Certainement celui des 1/2 finale, je n’ai pas pu  tenir tête à la championne olympique en titre, surtout qu’elle a eu droit à un grand soutien de son public. Contre la Luxembourgeoise et la Sénégalaise, j’ai pu gérer et contrôler la partie. Contre la Sud-Coréenne, c’était un peu plus difficile car j’ai tardé à entrer dans la partie, peut-être la peur de perdre à un pas du  podium.

Pendant le match de classement, je me suis donné à fond, je n’avais pas le droit à l’erreur car j’étais trop proche du sacre. J’ai bousculée la kazanienne dès le début, ce qui m’a facilité la tâche et m’a donné des ressources pour mieux contrôler la partie et Dieu merci, j’ai pu réaliser mon rêve

Votre force sur un tatami est bien le tigoroma et le katagoroma, non !

La base du judo est le kumikata, celui qui arrive à maîtriser son adversaire aura le gain du match.

Contre la Chinoise, je n’ai pas pu trouver les ressources nécessaires pour m’imposer, c’était difficile de trouver des failles chez elle, peut-être qu’elle me connaît bien. Ma meilleure prise est bien le tigorama, car je le maîtrise convenablement, ma taille y pour quelque chose.

Peut-on dire que vous avez atteint votre objectif ?
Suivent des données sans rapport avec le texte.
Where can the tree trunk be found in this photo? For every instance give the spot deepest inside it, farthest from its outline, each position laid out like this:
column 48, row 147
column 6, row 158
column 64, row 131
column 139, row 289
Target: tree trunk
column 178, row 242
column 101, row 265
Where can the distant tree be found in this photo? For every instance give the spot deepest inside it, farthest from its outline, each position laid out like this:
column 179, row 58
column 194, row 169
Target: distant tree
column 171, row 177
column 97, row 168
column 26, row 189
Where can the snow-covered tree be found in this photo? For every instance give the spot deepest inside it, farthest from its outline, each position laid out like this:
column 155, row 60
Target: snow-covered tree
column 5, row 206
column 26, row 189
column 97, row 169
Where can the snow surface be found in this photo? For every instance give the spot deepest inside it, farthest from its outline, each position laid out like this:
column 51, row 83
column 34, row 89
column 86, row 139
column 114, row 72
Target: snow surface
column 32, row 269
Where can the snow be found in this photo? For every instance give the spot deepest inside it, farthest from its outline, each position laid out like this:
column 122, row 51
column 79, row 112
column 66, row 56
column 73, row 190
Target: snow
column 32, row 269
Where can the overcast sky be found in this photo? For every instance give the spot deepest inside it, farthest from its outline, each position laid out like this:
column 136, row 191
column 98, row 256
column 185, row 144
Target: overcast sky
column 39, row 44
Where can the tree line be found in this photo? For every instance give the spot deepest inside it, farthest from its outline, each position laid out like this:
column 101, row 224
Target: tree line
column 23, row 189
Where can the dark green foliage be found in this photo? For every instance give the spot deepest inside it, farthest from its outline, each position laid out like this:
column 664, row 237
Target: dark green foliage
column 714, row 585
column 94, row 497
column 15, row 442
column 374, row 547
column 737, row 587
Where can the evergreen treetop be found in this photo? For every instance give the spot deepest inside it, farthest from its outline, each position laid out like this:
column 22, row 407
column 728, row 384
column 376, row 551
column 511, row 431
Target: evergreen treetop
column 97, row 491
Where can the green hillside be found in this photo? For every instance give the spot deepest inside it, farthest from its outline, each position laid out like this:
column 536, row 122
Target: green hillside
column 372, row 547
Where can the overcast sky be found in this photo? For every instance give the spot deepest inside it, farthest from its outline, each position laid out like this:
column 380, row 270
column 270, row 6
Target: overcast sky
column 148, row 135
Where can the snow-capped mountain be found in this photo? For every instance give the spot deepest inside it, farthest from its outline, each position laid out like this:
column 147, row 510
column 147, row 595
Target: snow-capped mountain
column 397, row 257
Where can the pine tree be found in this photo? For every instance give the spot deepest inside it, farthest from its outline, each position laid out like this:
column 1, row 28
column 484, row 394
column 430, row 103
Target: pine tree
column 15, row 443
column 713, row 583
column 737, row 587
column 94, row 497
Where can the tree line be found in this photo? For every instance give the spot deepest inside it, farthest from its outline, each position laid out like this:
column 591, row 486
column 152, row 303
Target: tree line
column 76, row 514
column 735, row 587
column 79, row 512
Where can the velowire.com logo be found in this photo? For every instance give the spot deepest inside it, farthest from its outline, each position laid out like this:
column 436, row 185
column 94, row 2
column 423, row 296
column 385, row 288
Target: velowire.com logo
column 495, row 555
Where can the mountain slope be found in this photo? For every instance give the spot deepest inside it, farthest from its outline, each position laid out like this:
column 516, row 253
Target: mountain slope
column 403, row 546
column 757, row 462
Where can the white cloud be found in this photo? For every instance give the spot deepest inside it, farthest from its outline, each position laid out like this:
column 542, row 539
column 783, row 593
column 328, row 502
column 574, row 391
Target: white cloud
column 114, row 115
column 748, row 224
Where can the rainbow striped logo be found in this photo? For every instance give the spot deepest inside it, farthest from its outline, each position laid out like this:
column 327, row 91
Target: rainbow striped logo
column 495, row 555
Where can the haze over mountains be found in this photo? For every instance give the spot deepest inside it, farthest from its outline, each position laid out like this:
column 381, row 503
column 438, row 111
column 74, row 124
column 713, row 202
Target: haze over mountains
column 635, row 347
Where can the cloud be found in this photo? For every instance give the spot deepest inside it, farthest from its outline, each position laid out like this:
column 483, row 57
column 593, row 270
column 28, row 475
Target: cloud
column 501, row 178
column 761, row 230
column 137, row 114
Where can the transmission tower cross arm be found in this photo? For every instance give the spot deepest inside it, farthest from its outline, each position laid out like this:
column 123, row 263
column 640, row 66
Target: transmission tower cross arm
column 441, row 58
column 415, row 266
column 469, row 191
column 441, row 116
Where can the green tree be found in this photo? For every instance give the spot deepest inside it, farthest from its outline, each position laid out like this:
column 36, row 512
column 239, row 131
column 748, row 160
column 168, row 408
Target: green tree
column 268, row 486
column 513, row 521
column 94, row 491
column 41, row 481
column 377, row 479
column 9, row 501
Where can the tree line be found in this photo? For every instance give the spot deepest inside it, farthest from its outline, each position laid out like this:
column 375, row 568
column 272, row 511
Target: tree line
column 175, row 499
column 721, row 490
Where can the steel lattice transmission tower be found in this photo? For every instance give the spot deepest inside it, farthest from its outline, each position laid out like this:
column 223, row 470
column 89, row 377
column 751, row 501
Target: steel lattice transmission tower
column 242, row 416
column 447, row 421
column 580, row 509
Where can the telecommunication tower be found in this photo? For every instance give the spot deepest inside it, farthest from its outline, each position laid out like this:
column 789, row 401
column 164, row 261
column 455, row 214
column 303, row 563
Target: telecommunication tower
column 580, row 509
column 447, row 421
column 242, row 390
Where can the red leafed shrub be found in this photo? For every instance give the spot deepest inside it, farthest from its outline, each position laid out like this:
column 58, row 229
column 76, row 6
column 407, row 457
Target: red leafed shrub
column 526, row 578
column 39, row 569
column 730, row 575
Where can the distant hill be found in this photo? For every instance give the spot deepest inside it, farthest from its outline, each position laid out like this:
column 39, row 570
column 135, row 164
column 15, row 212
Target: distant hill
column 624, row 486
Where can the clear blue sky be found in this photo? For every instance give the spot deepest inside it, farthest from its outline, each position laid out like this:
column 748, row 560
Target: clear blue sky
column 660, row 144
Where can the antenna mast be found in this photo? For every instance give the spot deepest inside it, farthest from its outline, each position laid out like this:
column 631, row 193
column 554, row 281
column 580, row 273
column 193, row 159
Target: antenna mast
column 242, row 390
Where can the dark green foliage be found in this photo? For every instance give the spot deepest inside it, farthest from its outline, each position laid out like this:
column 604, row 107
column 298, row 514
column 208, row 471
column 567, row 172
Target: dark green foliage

Pour être franche avec vous, je visais encore plus haut, au vu des résultats que j’ai enregistrés lors de cette saison sportive.  Mais, dans l’ensemble, je suis satisfaite de cette première médaille de bronze. J’espère qu’elle ouvrira d’autres voies de succès à l’Algérie dans ces Jeux Olympiques.

Vous êtes la première judokate africaine à monter sur un podium, quel est votre secret?

Il n’y a que le travail qui paye, je me suis bien préparée pour ces joutes   car je voulais faire mieux qu’à Athènes.

J’ai fait un serment au début, représenter dignement mon pays, El Hamdoullah j’ai réussi  à monter sur le podium

Je vous laisse le soin de conclure…

Je dédie cette médaille à tout le peuple algérien, à mes parents à El Kseur, mon entraîneur, Ferhat Chaâlal, à toutes les personnes qui m’ont aidé à réaliser cet exploit et à votre journal bien sûr.